Ao que o colega repontava: “São os cabecinha! É trabalho como qualquer outro! Esses que mais condenam nosso trabalho são os mais folgados, vagabundos e ‘parasitos’”! E se divertiam com conversas desse tipo pelas viagens!
***
Contudo, certa noite, ouviram-se gritos de Rosália, vindos de sua casa, que ficava ao lado da casa de Núbia: “O Elpídio há que casar comigo…! Aquela preta ordinária não adianta insistir, não…! Eu é que vou mandar fazer um ebó para ela arrastar pra cima e ainda vou mijar na catacumba dela…!”.
Núbia ouvira o escândalo da futura cunhada e ficara aterrada com o nível de pensamento que adentrava a família de seus pais. Teve ódio. Teve pudor de si mesma como mulher. Rosália era uma desclassificada. E Nida estava sendo vítima de uma grande injustiça.
Chamou o irmão, depois de pensar muito bem sobre o que iria dizer, e contou-lhe o ocorrido. Se Elpídio já ficou perplexo com a imagem de Nida morta; imagine-se sendo ultrajada! De certo que ainda a amava!
Elpídio abandonou Rosália, e, como já contava vinte e sete anos, passava da idade de casamento. Ficou solteiro e se dedicando ao aterro. Com os colegas!
Rosália foi definhando. Cada vez mais sua depressão aumentava. E nada lhe consolava. E nenhuma presença lhe apetecia. Queria só andar a falar de Elpídio; quando não, com Elpídio. Só pensava nele!
Até que, numa tarde de verão, em que Elpídio ia visitar a irmã, seus colegas, que vinham da casa de Rosália, intimaram-no a ir ver a ex-noiva que estava muito doente e talvez sarasse se o visse.

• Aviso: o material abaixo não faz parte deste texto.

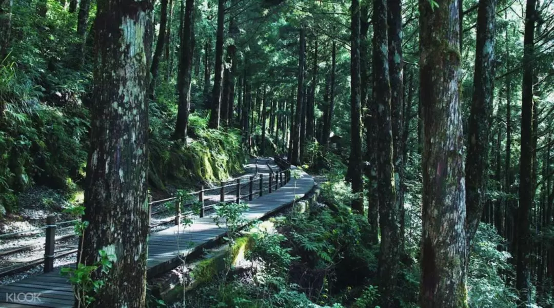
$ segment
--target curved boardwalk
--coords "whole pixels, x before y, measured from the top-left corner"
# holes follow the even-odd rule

Depois de muita insistência dos amigos, Elpídio foi. Quando chegou ao quarto onde estava uma Rosália macérrima, muito depauperada, pálida e envelhecida, disse: “Oi, Rosália! Tudo bem?”, ela se voltou para ver se o reconhecia. Quando viu que era ele mesmo, apenas disse: “Elpídio… Elpídio…” E morreu.
Sua mãe fez o sepultamento, e não muita gente foi se despedir. Não sem antes exigir que Elpídio pagasse pelas despesas no cemitério. O que ele fez de bom grado, desde que ela lhe devolvesse o troco.
Elpídio continuou levando a vida pelas ruas, avenidas e estradas. Até que não era tão ruim assim a sua vida de solteiro. Mas, depois de alguns anos, antes de chegar aos quarenta, Elpídio morreu realizado e teve um grande cortejo em seu funeral.
Núbia examinava a fotografia. Nunca tornaria a ter acesso àquela imagem de tantos anos, que lhe trazia agora tantas lembranças, agradáveis e desagradáveis, se tivesse guardado na nuvem. Tantas falhas tecnológicas havia naqueles sistemas que todos usavam, e ninguém entendia que, na nuvem, aquela festa de aniversário e aquela imagem fatídica seriam puro silêncio.